A little after Mahendra Singh Dhoni was dismissed by lion-hearted Aussie pace bowler James Pattinson for 224 on Day Four of the Chennai Test, Ravi Shastri spoke about how great Dhoni will be viewed when he enters the dressing room and also press conferences.
I’ve attended more than half a dozen of Dhoni’s press briefings when India were getting hammered in England and ridiculed by the media during the summer of 2011 so I can understand where Shastri was coming from by that comment. However, I don’t believe Dhoni has had to deal with immense pressure from the media than say a captain would cop in England or Australia and to be fair to him, he has handled things well while traversing the rocky path.
As for cricket pundits who believe Dhoni has silenced his critics with his epic double ton, he sure has. But the double hundred shouldn’t dust away the reason for questioning Dhoni’s captaincy. For heaven’s sake, his Test record as a leader in the last two seasons has been abysmal and it would be extraordinary not to question his captaincy.
With India’s press coverage heavily dependant on quotes, not all reporters enjoy a large platform to comment on match-related issues. The comment space is reserved for the experts and, to an extent, rightly so. Those experts have been generally sympathetic to Dhoni. One of the reasons could be that they have been in tough situations before and two - which is a far more understandable reason - Dhoni is a top-class performer.
While it is easy to assume that it’s an Us vs Them situation with the players and the media, it is probably a wrong assumption. Yes, the Press corps especially from some news channels can go over the top in ridiculous fashion, but there is also a level of understanding among some that at the end of the day, it’s only a game, one that is very hard to win at. The complexities of the game are not brought up vehemently enough and though television has done great things for the sport, it’s also made it look simple.
Back to Dhoni. It is not his job to be helpful to the media, but any notion of him being helpful should be obliterated. I believe he should have addressed the press after his double century at the end of the third day’s play. Sure, Virat Kohli, who scored a magnificent hundred came to the press conference last Sunday, but why couldn’t the captain turn up too?
Wasn’t it good reason for Dhoni to blow India’s trumpet on their best Test match day against Australia since 2010? But then, that would be akin to spreading out a seven-course meal to the media when only a lunch box would do. Captain Cool then turns up for his post-match conference on Tuesday and talks about how he doesn’t read the sports pages of newspapers and watch the news. “That has really helped, frankly,” he was quoted as saying.

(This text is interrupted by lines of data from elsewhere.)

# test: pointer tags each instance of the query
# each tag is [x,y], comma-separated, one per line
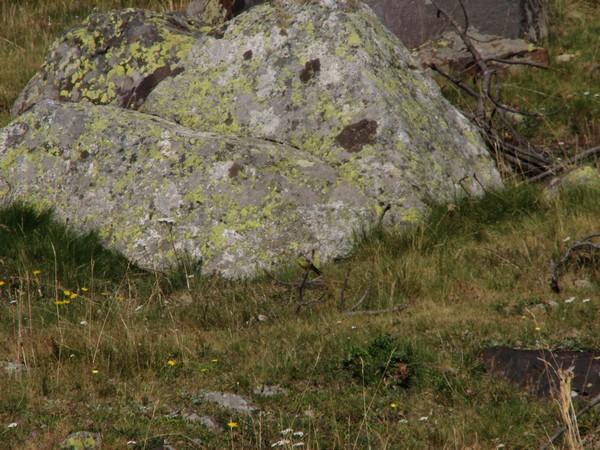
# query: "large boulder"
[417,21]
[158,191]
[284,130]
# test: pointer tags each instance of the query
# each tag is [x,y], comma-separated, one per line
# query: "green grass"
[575,29]
[474,274]
[351,381]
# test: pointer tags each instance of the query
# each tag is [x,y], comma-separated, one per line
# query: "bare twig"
[590,153]
[321,299]
[342,304]
[555,268]
[521,157]
[364,297]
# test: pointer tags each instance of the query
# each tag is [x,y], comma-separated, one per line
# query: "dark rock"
[537,369]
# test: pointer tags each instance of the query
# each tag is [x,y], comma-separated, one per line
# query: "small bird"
[307,264]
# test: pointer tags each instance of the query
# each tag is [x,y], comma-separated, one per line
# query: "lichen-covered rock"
[331,80]
[285,130]
[82,440]
[236,204]
[112,58]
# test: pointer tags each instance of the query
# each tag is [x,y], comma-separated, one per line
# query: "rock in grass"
[287,129]
[82,440]
[230,401]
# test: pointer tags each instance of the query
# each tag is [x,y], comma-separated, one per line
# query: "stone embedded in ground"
[82,440]
[537,369]
[230,401]
[268,391]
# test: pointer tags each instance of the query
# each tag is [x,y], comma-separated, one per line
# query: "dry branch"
[522,157]
[580,245]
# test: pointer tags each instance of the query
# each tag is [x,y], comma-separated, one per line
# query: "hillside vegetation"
[90,342]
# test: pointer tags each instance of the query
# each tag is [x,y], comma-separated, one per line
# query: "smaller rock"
[230,401]
[565,57]
[13,368]
[207,421]
[268,391]
[82,440]
[583,284]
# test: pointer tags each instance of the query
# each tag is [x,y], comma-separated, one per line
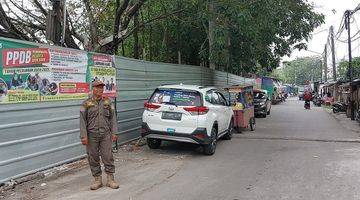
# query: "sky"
[333,11]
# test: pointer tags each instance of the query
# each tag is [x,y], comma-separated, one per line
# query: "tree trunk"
[211,34]
[150,36]
[136,36]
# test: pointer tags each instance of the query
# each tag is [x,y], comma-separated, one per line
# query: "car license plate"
[171,130]
[171,116]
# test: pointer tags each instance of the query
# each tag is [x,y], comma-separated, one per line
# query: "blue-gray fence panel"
[37,136]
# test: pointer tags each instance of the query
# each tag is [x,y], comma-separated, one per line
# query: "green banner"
[32,72]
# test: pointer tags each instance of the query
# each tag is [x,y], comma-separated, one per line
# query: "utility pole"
[53,23]
[321,76]
[333,51]
[325,63]
[347,26]
[64,24]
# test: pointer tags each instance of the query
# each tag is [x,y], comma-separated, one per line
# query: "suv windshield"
[176,97]
[259,95]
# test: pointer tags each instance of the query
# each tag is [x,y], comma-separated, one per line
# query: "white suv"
[187,113]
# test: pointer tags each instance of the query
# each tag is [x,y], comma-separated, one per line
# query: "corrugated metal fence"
[37,136]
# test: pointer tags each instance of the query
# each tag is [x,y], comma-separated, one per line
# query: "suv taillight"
[197,110]
[150,107]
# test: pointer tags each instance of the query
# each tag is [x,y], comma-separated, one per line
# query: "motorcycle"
[339,107]
[357,115]
[317,101]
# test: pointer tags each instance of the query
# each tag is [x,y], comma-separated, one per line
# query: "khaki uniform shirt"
[97,117]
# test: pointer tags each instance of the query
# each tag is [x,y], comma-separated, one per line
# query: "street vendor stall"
[242,100]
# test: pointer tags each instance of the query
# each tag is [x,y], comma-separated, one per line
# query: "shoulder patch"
[107,101]
[88,103]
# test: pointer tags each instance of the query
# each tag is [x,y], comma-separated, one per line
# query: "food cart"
[242,101]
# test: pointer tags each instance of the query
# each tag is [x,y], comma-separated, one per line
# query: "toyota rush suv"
[187,113]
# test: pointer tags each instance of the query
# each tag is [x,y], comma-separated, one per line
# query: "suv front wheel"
[209,149]
[153,143]
[228,135]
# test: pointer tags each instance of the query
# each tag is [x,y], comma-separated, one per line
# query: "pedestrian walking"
[307,98]
[98,128]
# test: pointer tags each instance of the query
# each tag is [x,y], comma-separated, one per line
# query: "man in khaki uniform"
[98,126]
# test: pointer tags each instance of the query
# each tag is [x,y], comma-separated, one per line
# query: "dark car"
[262,103]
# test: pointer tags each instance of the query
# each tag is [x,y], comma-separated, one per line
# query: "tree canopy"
[343,71]
[300,70]
[239,36]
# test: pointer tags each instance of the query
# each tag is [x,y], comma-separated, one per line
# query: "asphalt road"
[293,154]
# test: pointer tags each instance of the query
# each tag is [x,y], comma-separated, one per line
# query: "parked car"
[262,103]
[187,113]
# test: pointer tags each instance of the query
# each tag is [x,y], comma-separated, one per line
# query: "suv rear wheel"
[209,149]
[153,143]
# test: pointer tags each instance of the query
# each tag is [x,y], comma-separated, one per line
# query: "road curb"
[298,139]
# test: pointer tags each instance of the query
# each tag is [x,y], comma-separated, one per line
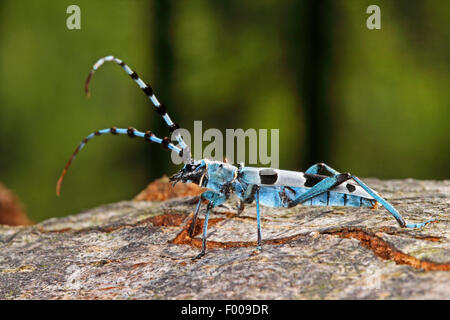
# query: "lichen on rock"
[142,250]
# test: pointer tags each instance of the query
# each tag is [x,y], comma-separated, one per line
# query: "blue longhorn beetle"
[266,186]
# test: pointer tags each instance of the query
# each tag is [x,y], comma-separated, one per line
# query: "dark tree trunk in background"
[162,73]
[310,47]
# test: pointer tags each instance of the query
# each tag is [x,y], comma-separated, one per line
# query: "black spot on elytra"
[350,187]
[268,176]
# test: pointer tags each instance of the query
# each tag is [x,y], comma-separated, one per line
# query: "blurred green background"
[373,102]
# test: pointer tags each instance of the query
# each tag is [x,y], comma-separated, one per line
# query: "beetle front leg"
[214,199]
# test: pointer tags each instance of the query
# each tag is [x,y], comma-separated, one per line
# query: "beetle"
[265,186]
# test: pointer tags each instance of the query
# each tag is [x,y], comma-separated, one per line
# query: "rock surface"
[141,250]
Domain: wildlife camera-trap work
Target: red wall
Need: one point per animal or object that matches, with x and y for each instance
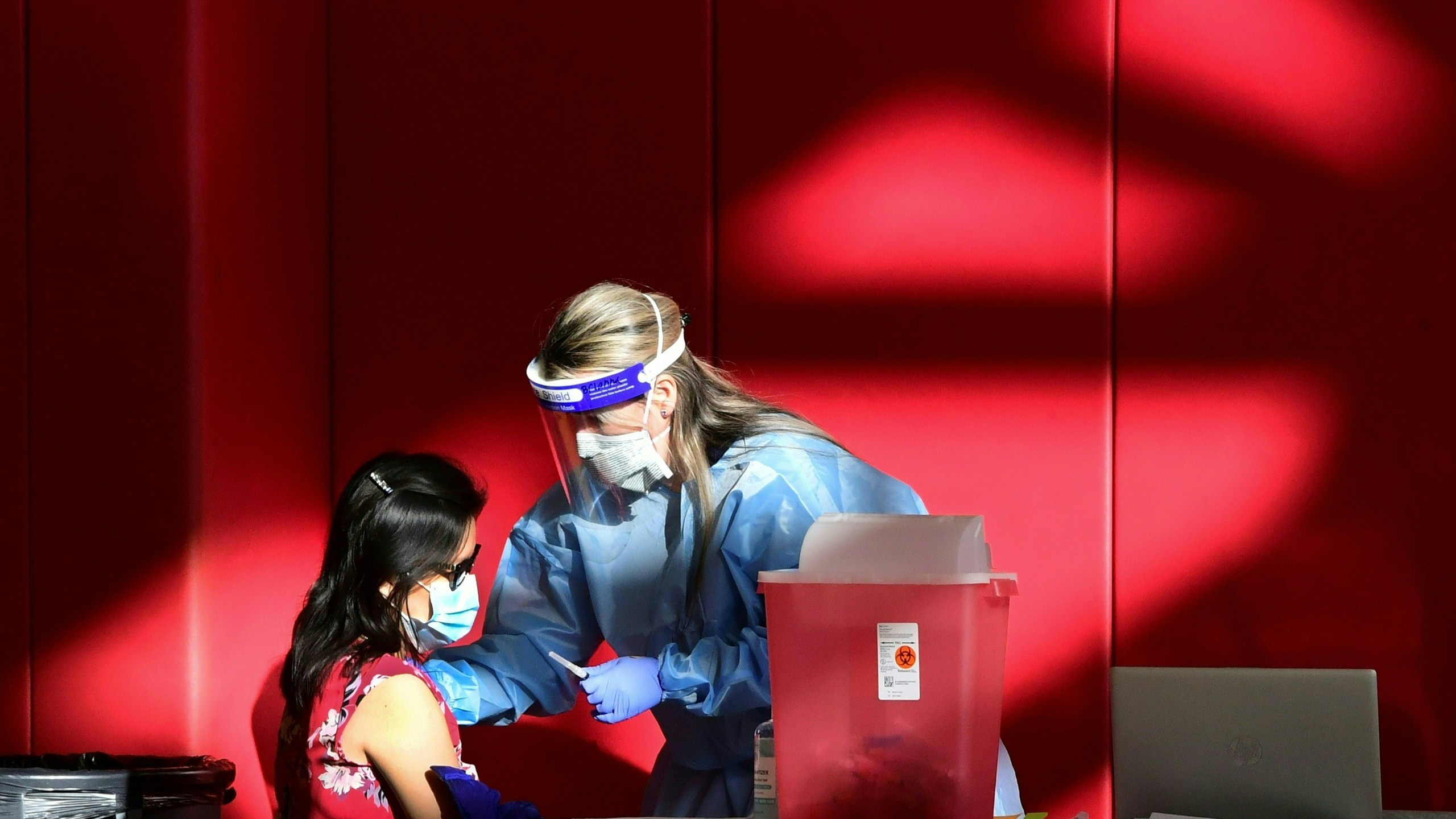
(15, 486)
(490, 161)
(1285, 439)
(1181, 292)
(178, 358)
(913, 251)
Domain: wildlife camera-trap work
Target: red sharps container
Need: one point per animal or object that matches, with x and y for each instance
(887, 651)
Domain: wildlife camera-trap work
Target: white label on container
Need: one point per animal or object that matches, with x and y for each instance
(899, 660)
(765, 779)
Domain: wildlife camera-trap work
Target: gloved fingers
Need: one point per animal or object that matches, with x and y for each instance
(606, 667)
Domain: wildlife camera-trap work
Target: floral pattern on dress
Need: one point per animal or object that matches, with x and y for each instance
(315, 779)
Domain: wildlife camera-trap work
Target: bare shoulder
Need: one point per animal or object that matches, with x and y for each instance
(401, 710)
(401, 697)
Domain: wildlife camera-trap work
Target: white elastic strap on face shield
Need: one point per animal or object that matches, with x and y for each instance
(661, 362)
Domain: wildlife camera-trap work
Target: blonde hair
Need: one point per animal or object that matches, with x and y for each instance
(612, 327)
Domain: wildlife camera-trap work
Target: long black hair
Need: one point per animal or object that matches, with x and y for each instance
(399, 519)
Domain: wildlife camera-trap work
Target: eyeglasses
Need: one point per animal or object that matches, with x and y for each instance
(458, 572)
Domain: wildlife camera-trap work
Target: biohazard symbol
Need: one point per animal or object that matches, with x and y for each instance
(905, 657)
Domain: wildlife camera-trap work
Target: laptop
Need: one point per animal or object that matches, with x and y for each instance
(1246, 744)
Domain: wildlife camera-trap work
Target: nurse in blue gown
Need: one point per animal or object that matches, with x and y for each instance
(676, 490)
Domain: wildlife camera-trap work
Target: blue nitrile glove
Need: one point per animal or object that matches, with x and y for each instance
(479, 800)
(459, 687)
(623, 688)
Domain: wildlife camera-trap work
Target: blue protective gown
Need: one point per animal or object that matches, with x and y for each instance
(565, 585)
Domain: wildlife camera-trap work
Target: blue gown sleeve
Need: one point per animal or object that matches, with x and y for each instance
(539, 604)
(765, 518)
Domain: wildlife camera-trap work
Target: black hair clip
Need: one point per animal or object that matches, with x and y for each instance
(382, 483)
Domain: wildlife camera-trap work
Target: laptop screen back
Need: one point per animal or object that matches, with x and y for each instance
(1246, 744)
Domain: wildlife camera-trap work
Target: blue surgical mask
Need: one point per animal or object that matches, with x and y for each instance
(452, 614)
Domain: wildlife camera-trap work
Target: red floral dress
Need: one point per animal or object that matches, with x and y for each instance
(315, 780)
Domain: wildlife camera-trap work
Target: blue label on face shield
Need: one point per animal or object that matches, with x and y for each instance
(596, 394)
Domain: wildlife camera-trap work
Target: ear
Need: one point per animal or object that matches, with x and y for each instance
(663, 397)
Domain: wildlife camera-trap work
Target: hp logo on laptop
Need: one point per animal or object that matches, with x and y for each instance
(1246, 751)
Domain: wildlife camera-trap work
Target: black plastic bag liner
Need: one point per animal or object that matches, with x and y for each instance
(95, 786)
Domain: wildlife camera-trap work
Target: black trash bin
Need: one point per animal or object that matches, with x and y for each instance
(97, 786)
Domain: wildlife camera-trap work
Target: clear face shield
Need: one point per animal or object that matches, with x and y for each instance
(597, 428)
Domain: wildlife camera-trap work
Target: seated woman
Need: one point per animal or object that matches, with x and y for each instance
(363, 722)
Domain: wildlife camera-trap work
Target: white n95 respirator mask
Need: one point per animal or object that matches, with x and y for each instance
(450, 617)
(628, 461)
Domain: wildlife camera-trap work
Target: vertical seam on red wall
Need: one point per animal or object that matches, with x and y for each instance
(30, 384)
(1113, 369)
(194, 126)
(713, 180)
(328, 234)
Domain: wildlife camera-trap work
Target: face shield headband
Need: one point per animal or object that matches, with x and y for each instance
(594, 392)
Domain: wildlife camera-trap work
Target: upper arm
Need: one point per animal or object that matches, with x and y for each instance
(404, 732)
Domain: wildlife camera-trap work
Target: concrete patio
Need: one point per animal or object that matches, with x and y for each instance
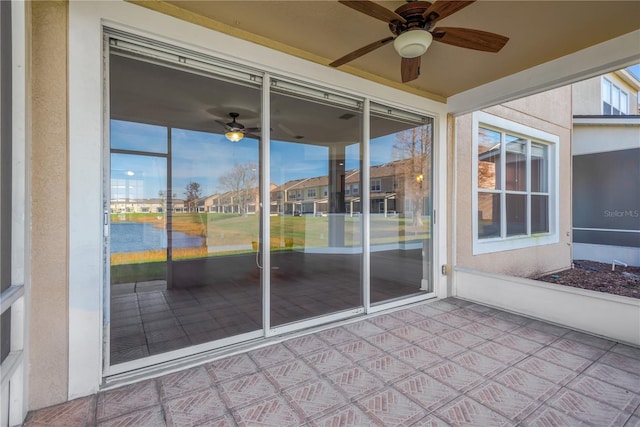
(447, 362)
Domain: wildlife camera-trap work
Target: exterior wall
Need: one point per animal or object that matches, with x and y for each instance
(48, 338)
(550, 112)
(606, 198)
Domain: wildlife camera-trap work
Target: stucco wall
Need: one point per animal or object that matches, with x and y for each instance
(48, 343)
(550, 112)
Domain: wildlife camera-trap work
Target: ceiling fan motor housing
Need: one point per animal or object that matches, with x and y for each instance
(412, 13)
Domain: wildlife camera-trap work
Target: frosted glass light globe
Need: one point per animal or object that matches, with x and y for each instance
(413, 43)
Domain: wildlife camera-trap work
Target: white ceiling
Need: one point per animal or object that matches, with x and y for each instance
(322, 31)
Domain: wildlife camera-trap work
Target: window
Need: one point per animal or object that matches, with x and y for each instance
(514, 179)
(615, 101)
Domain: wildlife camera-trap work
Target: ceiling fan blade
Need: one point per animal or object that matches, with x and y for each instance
(374, 10)
(358, 53)
(470, 39)
(410, 69)
(444, 8)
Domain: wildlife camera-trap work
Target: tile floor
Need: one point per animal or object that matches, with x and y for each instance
(149, 319)
(438, 363)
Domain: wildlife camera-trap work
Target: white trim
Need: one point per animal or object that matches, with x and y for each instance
(619, 230)
(593, 61)
(621, 92)
(366, 206)
(607, 121)
(503, 243)
(182, 353)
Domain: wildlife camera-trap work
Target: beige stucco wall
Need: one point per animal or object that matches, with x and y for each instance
(550, 112)
(48, 326)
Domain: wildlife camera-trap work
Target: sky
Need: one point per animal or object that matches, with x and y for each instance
(205, 157)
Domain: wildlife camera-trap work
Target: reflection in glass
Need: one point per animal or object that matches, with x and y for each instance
(488, 215)
(400, 198)
(315, 225)
(489, 175)
(539, 171)
(539, 214)
(138, 137)
(516, 205)
(516, 163)
(185, 211)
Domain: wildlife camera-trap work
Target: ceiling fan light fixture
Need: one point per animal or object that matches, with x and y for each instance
(234, 135)
(413, 43)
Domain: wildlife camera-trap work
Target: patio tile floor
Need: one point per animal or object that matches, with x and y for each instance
(442, 363)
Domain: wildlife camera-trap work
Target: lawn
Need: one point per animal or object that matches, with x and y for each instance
(226, 234)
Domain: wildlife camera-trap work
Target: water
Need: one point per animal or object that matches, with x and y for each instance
(138, 237)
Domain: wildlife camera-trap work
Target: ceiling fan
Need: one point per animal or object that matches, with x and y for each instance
(413, 27)
(236, 131)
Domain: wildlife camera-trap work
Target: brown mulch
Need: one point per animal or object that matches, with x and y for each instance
(597, 276)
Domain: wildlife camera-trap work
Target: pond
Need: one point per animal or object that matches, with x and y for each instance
(139, 237)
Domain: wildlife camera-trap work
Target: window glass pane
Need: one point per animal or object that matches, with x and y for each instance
(539, 168)
(138, 137)
(400, 206)
(185, 219)
(539, 214)
(516, 214)
(5, 334)
(316, 243)
(488, 215)
(615, 98)
(488, 159)
(606, 91)
(516, 164)
(624, 103)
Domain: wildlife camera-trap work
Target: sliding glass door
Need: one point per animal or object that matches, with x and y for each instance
(184, 209)
(316, 221)
(345, 226)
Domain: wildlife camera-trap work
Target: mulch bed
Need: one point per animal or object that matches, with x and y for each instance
(597, 276)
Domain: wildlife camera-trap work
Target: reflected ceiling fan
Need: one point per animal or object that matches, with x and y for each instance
(413, 27)
(235, 131)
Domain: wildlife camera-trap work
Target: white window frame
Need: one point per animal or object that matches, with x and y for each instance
(498, 244)
(616, 98)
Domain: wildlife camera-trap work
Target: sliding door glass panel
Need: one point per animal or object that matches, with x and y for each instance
(138, 237)
(400, 192)
(215, 263)
(315, 223)
(185, 212)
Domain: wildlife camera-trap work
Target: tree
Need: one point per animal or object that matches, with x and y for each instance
(192, 193)
(413, 148)
(241, 181)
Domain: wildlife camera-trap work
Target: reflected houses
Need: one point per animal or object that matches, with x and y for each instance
(393, 190)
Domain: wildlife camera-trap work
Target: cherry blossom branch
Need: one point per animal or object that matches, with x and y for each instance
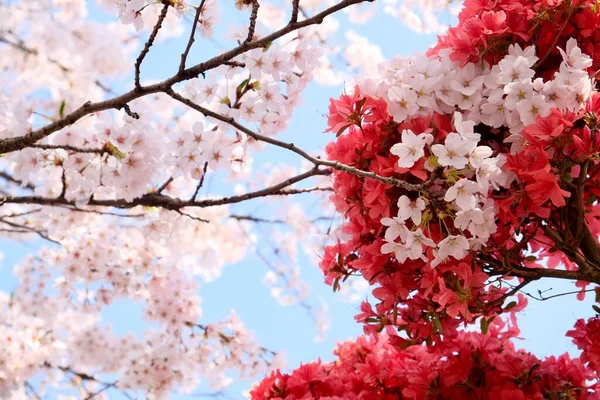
(317, 161)
(20, 45)
(271, 221)
(20, 228)
(295, 10)
(170, 203)
(69, 148)
(17, 143)
(201, 182)
(6, 176)
(191, 40)
(149, 43)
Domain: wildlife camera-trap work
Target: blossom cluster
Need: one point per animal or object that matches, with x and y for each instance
(478, 144)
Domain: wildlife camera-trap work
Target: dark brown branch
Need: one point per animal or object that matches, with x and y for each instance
(164, 185)
(192, 217)
(149, 43)
(170, 203)
(253, 17)
(68, 148)
(539, 273)
(290, 146)
(27, 229)
(199, 186)
(295, 10)
(21, 142)
(12, 179)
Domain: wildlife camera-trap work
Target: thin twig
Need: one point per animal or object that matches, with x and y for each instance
(290, 146)
(20, 142)
(199, 186)
(68, 148)
(167, 202)
(253, 17)
(295, 9)
(192, 35)
(149, 43)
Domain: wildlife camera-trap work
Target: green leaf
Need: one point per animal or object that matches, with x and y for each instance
(61, 109)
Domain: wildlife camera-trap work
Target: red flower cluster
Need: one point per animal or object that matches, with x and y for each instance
(490, 175)
(470, 366)
(486, 29)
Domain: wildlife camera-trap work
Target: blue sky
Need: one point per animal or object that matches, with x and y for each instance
(289, 329)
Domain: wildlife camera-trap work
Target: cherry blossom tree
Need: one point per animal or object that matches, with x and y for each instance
(479, 176)
(456, 178)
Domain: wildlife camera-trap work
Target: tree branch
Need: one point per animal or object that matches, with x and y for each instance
(192, 35)
(291, 147)
(21, 142)
(149, 43)
(170, 203)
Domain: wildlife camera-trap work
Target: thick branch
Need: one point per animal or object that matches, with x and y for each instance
(290, 146)
(21, 142)
(149, 43)
(170, 203)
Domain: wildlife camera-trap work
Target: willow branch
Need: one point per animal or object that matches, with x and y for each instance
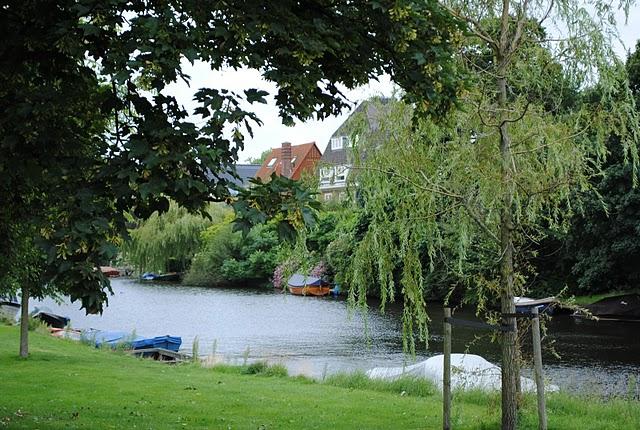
(476, 27)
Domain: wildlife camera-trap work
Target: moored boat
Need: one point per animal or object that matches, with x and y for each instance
(110, 272)
(49, 318)
(9, 308)
(526, 304)
(301, 285)
(165, 277)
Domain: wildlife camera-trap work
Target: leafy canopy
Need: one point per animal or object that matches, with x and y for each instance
(88, 131)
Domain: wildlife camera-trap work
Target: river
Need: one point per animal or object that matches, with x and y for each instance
(319, 336)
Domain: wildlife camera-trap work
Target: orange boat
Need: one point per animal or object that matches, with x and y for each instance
(301, 285)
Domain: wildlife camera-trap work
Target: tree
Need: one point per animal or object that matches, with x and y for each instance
(603, 243)
(88, 133)
(501, 171)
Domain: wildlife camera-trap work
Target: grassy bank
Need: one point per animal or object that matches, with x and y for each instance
(68, 385)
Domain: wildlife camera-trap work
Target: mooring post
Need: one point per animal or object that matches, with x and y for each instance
(537, 360)
(446, 374)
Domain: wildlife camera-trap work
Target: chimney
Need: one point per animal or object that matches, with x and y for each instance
(286, 159)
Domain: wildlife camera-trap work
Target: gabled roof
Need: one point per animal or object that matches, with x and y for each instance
(245, 171)
(372, 110)
(298, 153)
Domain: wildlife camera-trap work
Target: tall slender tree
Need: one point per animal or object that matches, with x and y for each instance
(501, 170)
(88, 132)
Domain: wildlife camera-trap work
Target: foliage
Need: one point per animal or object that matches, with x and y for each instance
(498, 173)
(167, 242)
(229, 258)
(288, 203)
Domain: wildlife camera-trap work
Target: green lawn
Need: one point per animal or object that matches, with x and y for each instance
(67, 385)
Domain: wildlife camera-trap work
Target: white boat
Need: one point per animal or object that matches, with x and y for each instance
(525, 304)
(468, 372)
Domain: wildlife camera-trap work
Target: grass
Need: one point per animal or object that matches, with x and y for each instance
(67, 385)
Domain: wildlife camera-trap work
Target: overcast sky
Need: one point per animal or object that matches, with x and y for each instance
(273, 133)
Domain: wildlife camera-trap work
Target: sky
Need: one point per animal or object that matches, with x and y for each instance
(273, 132)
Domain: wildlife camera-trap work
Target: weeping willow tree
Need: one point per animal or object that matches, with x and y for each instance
(169, 241)
(501, 170)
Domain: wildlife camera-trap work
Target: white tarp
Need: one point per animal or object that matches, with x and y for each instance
(468, 372)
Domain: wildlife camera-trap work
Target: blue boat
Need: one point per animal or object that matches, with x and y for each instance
(172, 343)
(115, 339)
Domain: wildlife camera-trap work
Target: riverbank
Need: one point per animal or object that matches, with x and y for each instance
(69, 385)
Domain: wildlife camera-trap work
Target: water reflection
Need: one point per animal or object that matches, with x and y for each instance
(318, 335)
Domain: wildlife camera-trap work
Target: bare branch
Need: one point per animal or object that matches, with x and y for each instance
(476, 27)
(546, 15)
(522, 19)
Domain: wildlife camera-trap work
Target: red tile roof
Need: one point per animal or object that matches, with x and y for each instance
(305, 156)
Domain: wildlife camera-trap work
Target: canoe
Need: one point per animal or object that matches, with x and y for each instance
(124, 340)
(301, 285)
(171, 343)
(525, 304)
(166, 277)
(45, 315)
(109, 271)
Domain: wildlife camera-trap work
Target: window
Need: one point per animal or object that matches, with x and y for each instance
(341, 173)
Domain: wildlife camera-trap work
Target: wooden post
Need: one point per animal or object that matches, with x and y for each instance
(537, 360)
(446, 374)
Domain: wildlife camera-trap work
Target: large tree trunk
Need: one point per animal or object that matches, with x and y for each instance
(24, 322)
(510, 371)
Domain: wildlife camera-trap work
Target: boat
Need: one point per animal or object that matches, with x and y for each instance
(469, 372)
(524, 305)
(301, 285)
(49, 318)
(165, 277)
(618, 308)
(9, 307)
(110, 272)
(171, 343)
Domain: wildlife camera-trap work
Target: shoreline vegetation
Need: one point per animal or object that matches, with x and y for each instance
(90, 388)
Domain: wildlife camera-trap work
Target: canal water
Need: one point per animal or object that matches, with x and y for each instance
(319, 336)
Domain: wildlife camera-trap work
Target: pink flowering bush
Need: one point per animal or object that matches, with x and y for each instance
(319, 270)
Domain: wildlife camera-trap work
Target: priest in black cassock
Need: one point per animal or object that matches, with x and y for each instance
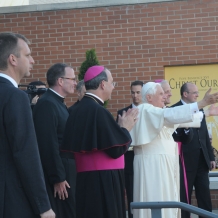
(98, 144)
(50, 115)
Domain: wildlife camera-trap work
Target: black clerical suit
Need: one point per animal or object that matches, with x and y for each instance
(22, 186)
(99, 190)
(50, 115)
(197, 157)
(128, 170)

That probably tells us why Dhoni has very, very rarely agreed to one-on-one interviews in the last five years. His I-don’t-read-newspapers comment reminds me of what Kapil Dev told an audience during the 2011 edition of the Raj Singh Dungarpur World Cricket Summit in Delhi: “I have heard some great players like Sunil Gavaskar and Sachin Tendulkar say that they never read the newspapers, but there are these little issues which players get to hear about and these things affect them. Media in this country is sensational, emotional. We have not reached a stage where we have a mature media and our cricketers have to learn to handle that.”